Data: AI’s Kryptonite in Asset Management?
Price, percentages, basis points[1], revenue, sales numbers, operating costs all with their corresponding metrics. Turn on the financial news any given day and you will see this. One would think that this is a great place for AI to make its mark. Yet, many who have tried have not achieved the results one would hope for. So, what is the challenge AI has with financial markets? Surprising to most, data may be the biggest foe.
The data alone is not the issue, it is what happens when the data is not sufficient, overfitting[2]. Overfitting is a modeling error in statistics that occurs when a function is too closely aligned to a limited set of data points. You might think of a time when you felt like you knew it all. No one could tell you anything new and, in a certain setting, you were an expert. Then, when thrust into a new situation where all your “knowledge” was useless. This is what happens to a model when it is overfit, it becomes too focused on the data it learned from that it performs badly when introduced to new data. This is a huge problem that must be constantly addressed by those using AI in any field. The source of overfitting is many times the data. Let’s dive into some of the key issues with financial data in AI modeling.
Lack of Data Points
Time Series[3]: Financial data is in time series form, and it is impossible to go back in time and create different stock prices for each day. This means that it is hard to create more data to keep the model from overfitting. Additionally, another issue is the difference in time that each company has been listed in the market. Microsoft, for example, went public in 1986 while Tesla went public in 2010.
Meaning of Units
Changes to Metrics Used in Valuation: While many valuation metrics[4] have stood the test of time, the metrics we use today may not be the same used 10 or 20 years ago. When trying to train an AI to learn patterns, the model needs to consider this so that it is making decisions with the same information that a human had at the time of the decision.
Noisy Data
Human Error: Numbers on a financial statement or GDP data are sometimes updated after the quarter ends. While this is easy to see for a human, a computer doesn’t know the difference. If not dealt with, it could cause serious problems, such as look-ahead bias, for the model when given live data.
Kirin API
To help solve the issues with data, Qraft created Kirin API, Qraft’s proprietary data preprocessing system. Kirin uses a variety of techniques to help prepare the data to train and test our deep learning models[5].

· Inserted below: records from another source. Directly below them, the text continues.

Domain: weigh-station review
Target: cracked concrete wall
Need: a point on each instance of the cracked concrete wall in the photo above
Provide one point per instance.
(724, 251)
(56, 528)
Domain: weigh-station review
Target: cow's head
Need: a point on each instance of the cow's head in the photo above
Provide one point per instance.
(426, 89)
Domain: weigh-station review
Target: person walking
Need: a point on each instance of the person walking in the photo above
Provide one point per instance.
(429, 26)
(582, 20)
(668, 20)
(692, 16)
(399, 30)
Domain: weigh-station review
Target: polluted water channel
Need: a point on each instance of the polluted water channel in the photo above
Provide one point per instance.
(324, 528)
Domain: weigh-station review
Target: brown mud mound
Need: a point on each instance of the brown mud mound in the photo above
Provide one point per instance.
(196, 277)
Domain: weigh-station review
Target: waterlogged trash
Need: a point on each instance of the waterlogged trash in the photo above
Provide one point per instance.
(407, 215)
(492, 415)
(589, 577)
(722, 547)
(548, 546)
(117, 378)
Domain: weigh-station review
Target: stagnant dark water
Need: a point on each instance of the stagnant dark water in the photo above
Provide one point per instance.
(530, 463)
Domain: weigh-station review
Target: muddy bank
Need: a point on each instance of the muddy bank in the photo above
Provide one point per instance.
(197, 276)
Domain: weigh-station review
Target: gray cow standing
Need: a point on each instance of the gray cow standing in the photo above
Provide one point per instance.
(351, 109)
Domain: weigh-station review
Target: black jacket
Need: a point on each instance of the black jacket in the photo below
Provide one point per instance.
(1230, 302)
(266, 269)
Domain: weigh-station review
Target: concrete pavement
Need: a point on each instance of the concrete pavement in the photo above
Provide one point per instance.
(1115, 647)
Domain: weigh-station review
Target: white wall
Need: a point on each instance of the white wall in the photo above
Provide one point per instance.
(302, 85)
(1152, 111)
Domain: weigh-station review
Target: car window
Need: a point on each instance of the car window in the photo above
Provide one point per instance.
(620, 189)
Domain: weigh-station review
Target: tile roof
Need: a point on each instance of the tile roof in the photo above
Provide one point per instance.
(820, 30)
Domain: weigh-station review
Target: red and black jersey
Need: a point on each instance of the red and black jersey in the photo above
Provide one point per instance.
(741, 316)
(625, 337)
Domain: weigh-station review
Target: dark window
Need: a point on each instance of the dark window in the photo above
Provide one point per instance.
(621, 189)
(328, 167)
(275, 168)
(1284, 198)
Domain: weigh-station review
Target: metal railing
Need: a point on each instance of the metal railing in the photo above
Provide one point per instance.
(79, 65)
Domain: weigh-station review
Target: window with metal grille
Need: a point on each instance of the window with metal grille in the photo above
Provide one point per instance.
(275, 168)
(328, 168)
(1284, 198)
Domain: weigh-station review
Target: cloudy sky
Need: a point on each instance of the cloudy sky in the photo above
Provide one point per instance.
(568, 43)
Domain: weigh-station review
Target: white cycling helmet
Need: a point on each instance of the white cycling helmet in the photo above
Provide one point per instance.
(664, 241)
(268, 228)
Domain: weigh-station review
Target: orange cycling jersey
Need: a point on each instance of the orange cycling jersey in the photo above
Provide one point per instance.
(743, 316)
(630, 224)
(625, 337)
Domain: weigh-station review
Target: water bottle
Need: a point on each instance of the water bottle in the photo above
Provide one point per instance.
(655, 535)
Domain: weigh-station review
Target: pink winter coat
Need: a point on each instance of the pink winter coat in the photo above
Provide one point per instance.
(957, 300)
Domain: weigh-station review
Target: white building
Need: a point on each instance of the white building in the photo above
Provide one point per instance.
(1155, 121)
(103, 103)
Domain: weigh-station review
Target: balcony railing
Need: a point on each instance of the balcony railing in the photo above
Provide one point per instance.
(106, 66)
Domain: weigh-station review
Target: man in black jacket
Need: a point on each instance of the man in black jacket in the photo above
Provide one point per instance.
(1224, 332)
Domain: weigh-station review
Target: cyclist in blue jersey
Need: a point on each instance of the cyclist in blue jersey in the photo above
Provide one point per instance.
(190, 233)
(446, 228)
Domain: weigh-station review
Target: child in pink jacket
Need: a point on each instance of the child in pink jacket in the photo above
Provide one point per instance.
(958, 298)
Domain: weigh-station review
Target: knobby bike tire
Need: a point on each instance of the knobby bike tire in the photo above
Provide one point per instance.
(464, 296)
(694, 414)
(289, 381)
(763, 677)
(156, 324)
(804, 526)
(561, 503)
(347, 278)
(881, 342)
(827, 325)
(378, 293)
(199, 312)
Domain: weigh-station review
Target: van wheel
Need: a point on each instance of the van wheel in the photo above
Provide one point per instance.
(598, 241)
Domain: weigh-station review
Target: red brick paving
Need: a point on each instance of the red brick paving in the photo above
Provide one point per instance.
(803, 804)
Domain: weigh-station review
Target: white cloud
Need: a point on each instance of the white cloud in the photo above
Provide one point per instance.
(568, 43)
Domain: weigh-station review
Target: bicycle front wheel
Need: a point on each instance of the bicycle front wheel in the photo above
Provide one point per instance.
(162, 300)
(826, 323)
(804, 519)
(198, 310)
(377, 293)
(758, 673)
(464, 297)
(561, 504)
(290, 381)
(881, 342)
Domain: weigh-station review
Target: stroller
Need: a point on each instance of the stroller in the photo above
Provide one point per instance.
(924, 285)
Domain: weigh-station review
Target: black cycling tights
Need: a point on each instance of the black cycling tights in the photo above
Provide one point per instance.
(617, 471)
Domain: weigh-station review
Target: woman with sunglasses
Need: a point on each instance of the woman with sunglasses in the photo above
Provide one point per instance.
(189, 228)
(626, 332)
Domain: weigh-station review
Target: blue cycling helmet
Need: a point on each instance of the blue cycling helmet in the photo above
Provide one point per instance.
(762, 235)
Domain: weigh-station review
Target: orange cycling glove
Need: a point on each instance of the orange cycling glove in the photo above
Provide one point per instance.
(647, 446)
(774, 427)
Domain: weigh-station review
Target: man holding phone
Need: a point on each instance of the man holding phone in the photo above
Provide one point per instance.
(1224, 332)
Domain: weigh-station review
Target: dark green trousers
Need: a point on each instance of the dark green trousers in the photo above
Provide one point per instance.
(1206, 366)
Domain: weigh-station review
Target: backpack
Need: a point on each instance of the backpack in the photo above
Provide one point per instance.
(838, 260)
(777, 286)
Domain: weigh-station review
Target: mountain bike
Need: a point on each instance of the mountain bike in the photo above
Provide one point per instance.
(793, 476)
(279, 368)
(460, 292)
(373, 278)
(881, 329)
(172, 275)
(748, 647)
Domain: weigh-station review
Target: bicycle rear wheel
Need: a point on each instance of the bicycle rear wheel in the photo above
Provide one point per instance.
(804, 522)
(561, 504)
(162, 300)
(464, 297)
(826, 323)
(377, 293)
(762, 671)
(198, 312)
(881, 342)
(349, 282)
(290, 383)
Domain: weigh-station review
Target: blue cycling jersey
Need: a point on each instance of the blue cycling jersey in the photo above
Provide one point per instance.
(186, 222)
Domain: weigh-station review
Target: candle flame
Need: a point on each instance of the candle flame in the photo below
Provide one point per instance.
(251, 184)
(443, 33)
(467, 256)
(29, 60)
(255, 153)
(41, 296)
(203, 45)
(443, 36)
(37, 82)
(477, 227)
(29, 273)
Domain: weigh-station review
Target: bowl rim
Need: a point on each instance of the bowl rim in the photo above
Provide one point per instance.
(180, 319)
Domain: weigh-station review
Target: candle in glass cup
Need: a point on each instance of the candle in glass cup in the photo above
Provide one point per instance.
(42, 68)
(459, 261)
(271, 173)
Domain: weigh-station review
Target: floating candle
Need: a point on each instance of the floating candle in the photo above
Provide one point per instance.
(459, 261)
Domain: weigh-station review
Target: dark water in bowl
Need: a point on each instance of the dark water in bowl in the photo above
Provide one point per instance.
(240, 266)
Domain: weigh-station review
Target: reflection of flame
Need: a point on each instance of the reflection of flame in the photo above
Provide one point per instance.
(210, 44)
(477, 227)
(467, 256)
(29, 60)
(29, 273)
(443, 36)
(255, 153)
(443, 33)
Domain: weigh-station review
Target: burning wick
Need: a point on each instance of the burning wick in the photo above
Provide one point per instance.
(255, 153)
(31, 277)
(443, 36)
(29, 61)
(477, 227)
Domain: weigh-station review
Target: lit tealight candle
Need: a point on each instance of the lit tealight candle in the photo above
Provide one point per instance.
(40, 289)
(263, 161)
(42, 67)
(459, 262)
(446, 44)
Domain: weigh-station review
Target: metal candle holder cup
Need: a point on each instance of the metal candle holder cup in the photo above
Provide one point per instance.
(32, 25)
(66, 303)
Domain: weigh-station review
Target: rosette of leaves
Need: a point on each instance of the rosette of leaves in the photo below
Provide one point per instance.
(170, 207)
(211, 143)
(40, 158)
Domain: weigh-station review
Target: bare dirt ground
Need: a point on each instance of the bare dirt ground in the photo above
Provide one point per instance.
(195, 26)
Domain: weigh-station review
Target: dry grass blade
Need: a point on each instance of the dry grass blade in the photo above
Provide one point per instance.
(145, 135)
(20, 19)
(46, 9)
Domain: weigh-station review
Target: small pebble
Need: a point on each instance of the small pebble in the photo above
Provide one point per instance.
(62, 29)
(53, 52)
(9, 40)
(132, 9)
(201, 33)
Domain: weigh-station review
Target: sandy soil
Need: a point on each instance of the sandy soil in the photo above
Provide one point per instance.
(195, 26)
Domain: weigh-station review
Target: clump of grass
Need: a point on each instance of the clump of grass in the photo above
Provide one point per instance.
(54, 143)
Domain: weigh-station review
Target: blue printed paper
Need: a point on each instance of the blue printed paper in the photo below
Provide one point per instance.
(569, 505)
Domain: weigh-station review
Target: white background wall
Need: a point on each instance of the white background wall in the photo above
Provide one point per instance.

As mentioned before, one of the issues with time series data is that it limits the number of data points possible for use. One technique Qraft uses in an attempt to solve this issue is Data Augmentation[6]. This process involves making slightly modified copies of already existing data to increase the overall data amount.
While many processes sound technical and have fancy names, to solve the issue of changing metrics or data corrections, you just have to change it. Kirin API makes sure that when the data enters the model, it has the data that was available to investors on that date, and not the corrected version.
To help cut out the noise in the data, Qraft uses feature extraction[7]. Many times, in data sets, different features (Different types of data such as stock price, sales, or GDP data) have the same correlation. These features are condensed to one feature to reduce the noise in the data and make the computing process more efficient.
As AI is a new concept to many, many investors could assume that data is not a problem. It is also important to note that the information above is not a comprehensive list nor are the solutions techniques used the only ones Qraft used. However, with the potential for more AI-powered investment products to come on the market, we hope this will arm investors with the knowledge to ask the right questions.
1. Basis Points - Basis points (BPS) refers to a common unit of measure for interest rates and other percentages in finance. One basis point is equal to 1/100th of 1%, or 0.01%, or 0.0001, and is used to denote the percentage change in a financial instrument.
2. Overfitting - Overfitting is a modeling error in statistics that occurs when a function is too closely aligned to a limited set of data points.
3. Time Series Data - Time series data is a collection of observations obtained through repeated measurements over time. Plot the points on a graph, and one of your axes would always be time.
4. Valuation Metrics – Valuation metrics are comprehensive measures of a company's performance, financial health and prospects for future earnings. Examples include EPS (Earning per Share), P/E (Price to Equity), etc.
5. Deep Learning Model - Deep Learning is a subfield of machine learning concerned with algorithms inspired by the structure and function of the brain called artificial neural networks.
6. Data Augmentation - Data augmentation is a popular technique used to increase the generalizability of a possibly overfitting model. By generating additional training data and exposing the model to different versions of data within the same class, the training process becomes more robust and is thus more likely to generalize the resulting model.
7. Feature Extraction - Feature extraction is a process of dimensionality reduction by which an initial set of raw data is reduced to more manageable groups for processing.